While we await word of a sale or some kind of a compromise, the popular TikTok and WeChat mobile apps will be removed from Apple’s App Store and Google’s Play Store at midnight on Monday, September 21. The announcement follows months of jockeying and negotiations after the Trump Administration put the two apps on notice for allegedly collecting personal data from U.S. citizens and funneling it to the Chinese government.
Tencent, which owns WeChat, would also be prohibited partnering with another company to offer “internet hosting, content delivery networks, internet transit or peering services to WeChat, or using the app’s code in other software or services in the United States,” according to the New York Times. Commerce Secretary Wilbur Ross said the ban is intended to completely shut down WeChat in the U.S. beginning Monday.
TikTok will still be allowed to function until November 12 for anyone who previously downloaded the app. The stay is presumably to work out the terms of a potential sale.
Oracle is still in talks with owner ByteDance over a sale of the video-sharing app TikTok, but WeChat is far more ingrained in the Chinese landscape. Operating under the name Weixin in China, WeChat is a messaging, payment, and social media service used by millions of users in the U.S. and more than a billion worldwide.
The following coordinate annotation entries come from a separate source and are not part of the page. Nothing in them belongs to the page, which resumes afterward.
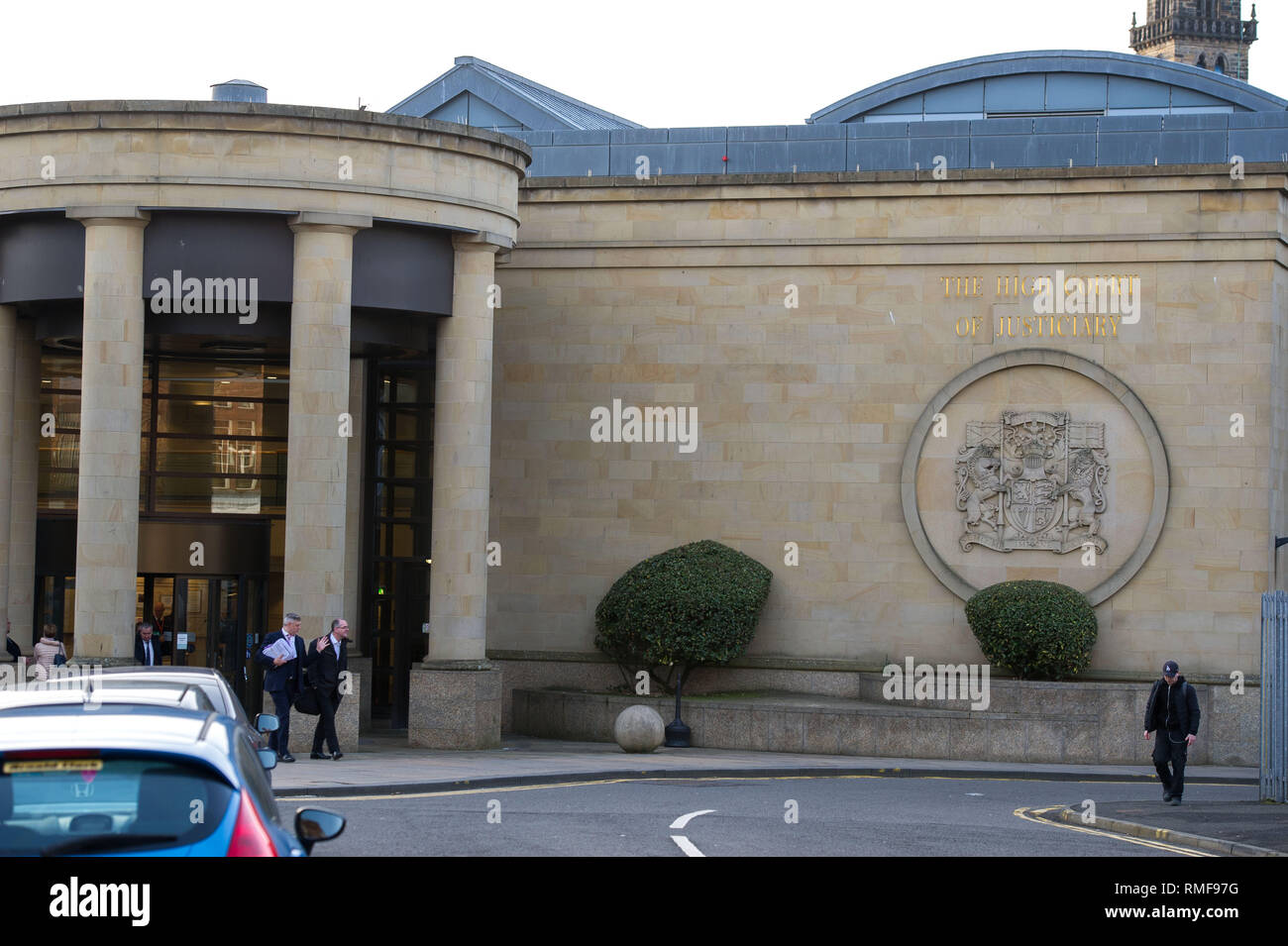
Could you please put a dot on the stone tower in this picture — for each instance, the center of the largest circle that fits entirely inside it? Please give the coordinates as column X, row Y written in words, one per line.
column 1209, row 34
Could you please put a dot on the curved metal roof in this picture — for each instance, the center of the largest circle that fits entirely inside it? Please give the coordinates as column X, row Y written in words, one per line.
column 1201, row 88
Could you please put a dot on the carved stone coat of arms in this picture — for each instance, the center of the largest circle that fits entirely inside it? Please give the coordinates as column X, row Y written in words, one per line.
column 1031, row 480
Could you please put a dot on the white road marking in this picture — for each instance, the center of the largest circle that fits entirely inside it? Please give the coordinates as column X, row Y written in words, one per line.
column 678, row 825
column 687, row 846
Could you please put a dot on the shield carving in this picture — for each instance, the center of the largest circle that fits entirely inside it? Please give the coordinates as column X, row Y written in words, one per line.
column 1031, row 504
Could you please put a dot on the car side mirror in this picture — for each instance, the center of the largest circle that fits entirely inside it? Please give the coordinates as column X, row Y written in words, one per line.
column 317, row 824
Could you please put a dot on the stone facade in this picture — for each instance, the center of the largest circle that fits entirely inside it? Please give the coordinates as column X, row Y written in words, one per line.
column 673, row 293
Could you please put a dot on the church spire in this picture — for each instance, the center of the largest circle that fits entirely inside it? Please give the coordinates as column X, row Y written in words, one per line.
column 1209, row 34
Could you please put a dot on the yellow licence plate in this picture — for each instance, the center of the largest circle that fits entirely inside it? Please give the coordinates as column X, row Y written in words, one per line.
column 53, row 766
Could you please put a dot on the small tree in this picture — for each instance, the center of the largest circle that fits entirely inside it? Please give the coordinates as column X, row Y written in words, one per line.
column 1037, row 630
column 691, row 605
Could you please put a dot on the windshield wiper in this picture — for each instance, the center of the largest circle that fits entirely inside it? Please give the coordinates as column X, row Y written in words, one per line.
column 104, row 842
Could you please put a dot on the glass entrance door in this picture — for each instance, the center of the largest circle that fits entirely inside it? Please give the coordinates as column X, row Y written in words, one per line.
column 209, row 622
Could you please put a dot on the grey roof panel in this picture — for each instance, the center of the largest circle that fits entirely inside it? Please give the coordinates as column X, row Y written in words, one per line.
column 1013, row 80
column 546, row 108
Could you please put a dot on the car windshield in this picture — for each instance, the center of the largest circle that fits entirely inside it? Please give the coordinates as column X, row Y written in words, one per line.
column 86, row 802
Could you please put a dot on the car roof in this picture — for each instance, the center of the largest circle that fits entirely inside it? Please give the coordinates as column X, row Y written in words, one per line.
column 161, row 670
column 119, row 726
column 117, row 676
column 155, row 695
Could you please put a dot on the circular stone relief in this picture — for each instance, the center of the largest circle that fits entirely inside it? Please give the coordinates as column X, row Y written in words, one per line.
column 1085, row 469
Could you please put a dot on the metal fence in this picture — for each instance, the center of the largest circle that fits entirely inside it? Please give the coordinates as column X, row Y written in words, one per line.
column 1274, row 695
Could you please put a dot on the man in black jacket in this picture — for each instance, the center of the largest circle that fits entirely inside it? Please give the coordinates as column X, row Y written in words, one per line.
column 1173, row 710
column 327, row 659
column 283, row 679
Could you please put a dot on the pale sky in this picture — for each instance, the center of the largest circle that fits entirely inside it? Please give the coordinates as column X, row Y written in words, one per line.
column 656, row 63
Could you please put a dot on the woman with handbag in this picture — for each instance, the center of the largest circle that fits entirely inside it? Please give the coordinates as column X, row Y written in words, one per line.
column 50, row 652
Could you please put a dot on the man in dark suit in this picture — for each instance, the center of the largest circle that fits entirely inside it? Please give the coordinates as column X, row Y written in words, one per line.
column 147, row 649
column 326, row 662
column 283, row 679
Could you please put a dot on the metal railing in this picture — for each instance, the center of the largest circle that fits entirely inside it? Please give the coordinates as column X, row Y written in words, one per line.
column 1274, row 695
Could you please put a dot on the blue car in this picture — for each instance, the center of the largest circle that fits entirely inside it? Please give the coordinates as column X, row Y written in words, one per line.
column 84, row 779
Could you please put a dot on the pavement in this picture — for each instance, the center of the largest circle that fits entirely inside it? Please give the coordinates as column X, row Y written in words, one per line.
column 382, row 765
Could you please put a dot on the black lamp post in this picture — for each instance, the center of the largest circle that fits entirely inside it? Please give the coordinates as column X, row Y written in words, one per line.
column 678, row 734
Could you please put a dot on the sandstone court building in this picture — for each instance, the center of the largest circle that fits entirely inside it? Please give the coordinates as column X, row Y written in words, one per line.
column 1010, row 317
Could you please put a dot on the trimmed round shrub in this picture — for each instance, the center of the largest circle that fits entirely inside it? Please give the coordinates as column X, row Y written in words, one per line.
column 1037, row 630
column 696, row 604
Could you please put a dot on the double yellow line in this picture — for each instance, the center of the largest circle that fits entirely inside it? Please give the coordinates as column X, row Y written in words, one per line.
column 1035, row 816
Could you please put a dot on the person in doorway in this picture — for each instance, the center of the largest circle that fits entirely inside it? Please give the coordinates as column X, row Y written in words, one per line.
column 327, row 659
column 1173, row 712
column 47, row 649
column 160, row 630
column 11, row 646
column 147, row 649
column 283, row 679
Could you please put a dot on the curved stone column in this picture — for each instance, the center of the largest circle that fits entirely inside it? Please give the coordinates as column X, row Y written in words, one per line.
column 455, row 696
column 24, row 490
column 107, row 503
column 317, row 444
column 8, row 348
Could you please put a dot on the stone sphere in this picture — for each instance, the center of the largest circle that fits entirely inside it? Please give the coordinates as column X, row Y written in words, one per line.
column 639, row 729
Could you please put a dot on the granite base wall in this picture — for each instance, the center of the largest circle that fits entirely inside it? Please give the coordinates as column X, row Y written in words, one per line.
column 1085, row 723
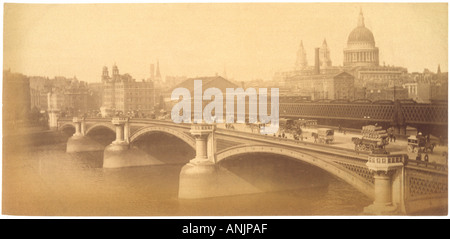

While the ban wouldn’t have a huge impact on WeChat’s global operations, it’s unclear what effect the ban would have on Tencent’s other holdings, including stakes in Epic Games, Ubisoft, Reddit, and Universal Music Group. Also unclear is whether Google and Apple will take action against Trump for wielding power over its app stores.
Ross said the move is designed to protect U.S. users: “What they collect are data on locality, data on what you are streaming toward, what your preferences are, what you are referencing, every bit of behavior that the American side is indulging in becomes available to whoever is watching on the other side,” he said. “That’s what we’re trying to squelch.”
Android users may be able to still download the TikTok and WeChat APKs after Sunday’s deadline, though it’s unclear whether the respective companies will still update them in the U.S. And with a ban on hosting as well, important pieces of WeChat, such as messaging and payments, will be all but unusable.